Nicholas Reid reflects in essay form on general matters and ideas related to literature, history, popular culture and the arts, or just life in general. You are free to agree or disagree with him.
PROBLEMATIC AGENCY
I am in the mood for chastising you once again for your slovenly, modish ways with language.
You know I have had to do this before. You will have read my posting The RightSide of History, wherein I pointed out the fallacious and bullying intent of a currently fashionable phrase, as dishonest as the statement “We’re just starting a conversation”. This is not the first time I have had to curate your language. When language begins to crack and lose coherence, a hero has to step in to mend the breach.
I am he.
So let me correct you in the matter of two insidious and currently modish words, “agency” and “problematic”.
When I was a wee and tiny child, the only meaning the term “agency” had was as a reference to some individual, group or company which acted as agent, or representative, for some larger group or company. A news agent was somebody who held a franchise to sell and distribute newspapers and periodicals for a publishing company. A real estate agent was somebody who sold houses or land on behalf of their owners (for a whacking fee, of course). In each case, “agency” designated the occupation of such agents.
Now I find the word “agency” being used in a more pretentious way.
Not too long ago, an ideologue was arguing that food banks were dreadful things because they did not solve the problem of poverty. We should shut down food banks and solve poverty so that food banks would be unnecessary. As I’m sure you’re aware, this tawdry argument has often been used by well-off people who are irritated that others are exercising practical charity when they are not. It ignores the obvious fact that solving the problem of poverty would be a very, very, long process, if it was ever achieved at all; and in that time, if food banks were closed down, many people would go hungry.
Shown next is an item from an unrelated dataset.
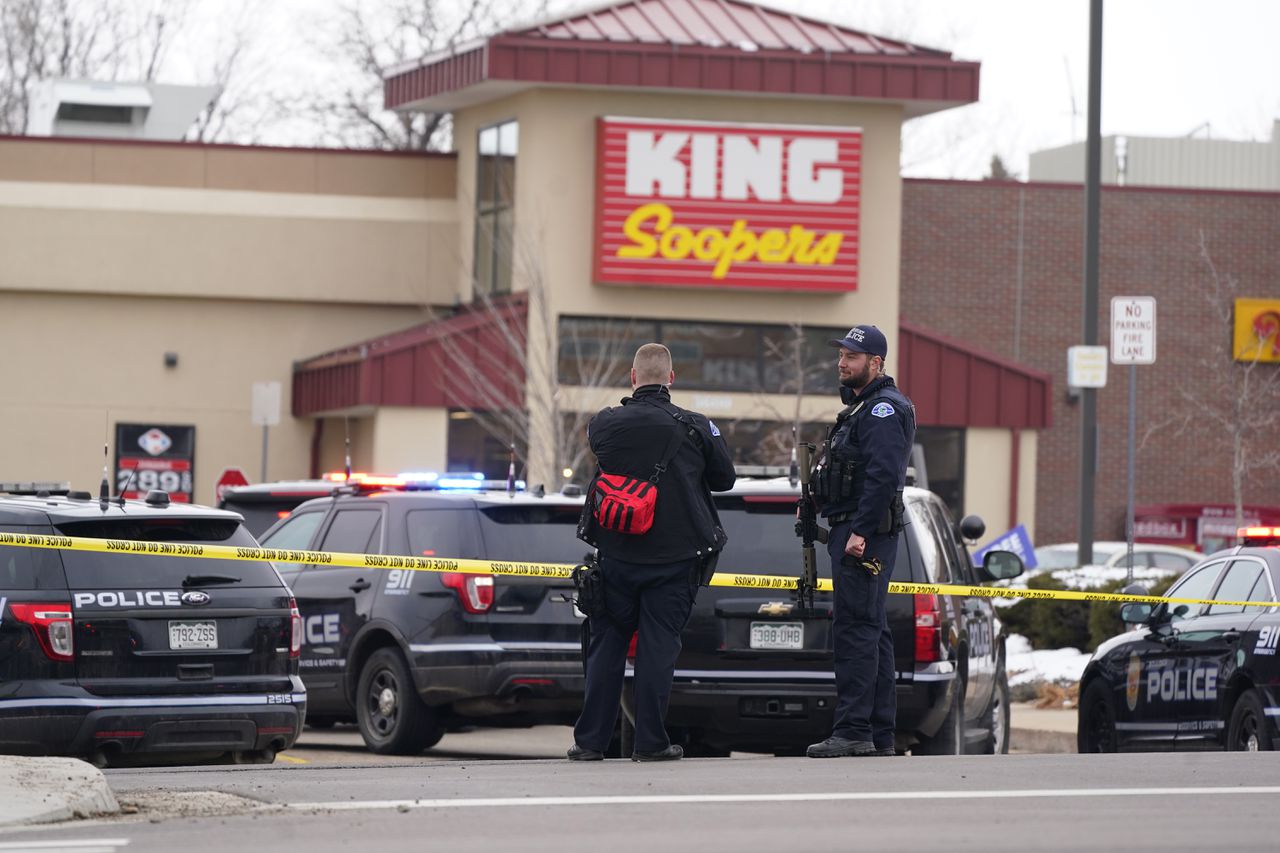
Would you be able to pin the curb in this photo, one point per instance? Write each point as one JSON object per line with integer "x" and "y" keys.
{"x": 45, "y": 790}
{"x": 1042, "y": 742}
Part of the ideologue’s rant was that food banks deprived hungry people of “agency”. They did not have “agency” to choose which foods they wanted, but instead were given what was available by the people running the food bank. This, said the ideologue, was degrading.
What does “agency” mean in this newly coined sense? It means being free to “act” as you will. In other words, it is a poor substitute for the older term “free will”. If you have “agency” (i.e. free will) you are free to do whatever you choose. But, as was understood when “free will” was the common term, to act as you choose could mean to act wrongly. In simpler terms, you are free to do good or evil. The current use of “agency” suggests that free will is a virtue of itself, regardless of the consequences. As I see the term used now, “agency” reflects a society in which individuals have no responsibility to the community at large. Just so long as they have “agency”, and regardless of what they do, all is well.
As it is understood in this perverse sense, let “agency” be banished from your lexicon.
Much simpler to deal with is the blur word “problematic”. How often do I now read such statements as “This novel is problematic” or “Her ideas are problematic”. Obviously “problematic” means that there is a problem somewhere. But is it an objective, demonstrable, provable problem? Or does it simply mean that the author of such statements has a problem? Too often, as I now encounter this over-used term, “problematic” simply means “I have a problem with something.” Or even “I don’t like something”. Check out this over-used word if you can, and see how loosely it is used as a fig leaf for the writer’s prejudices.
Needless to say, both “agency” and “problematic” are now words most often used in the softer studies of what were once the humanities.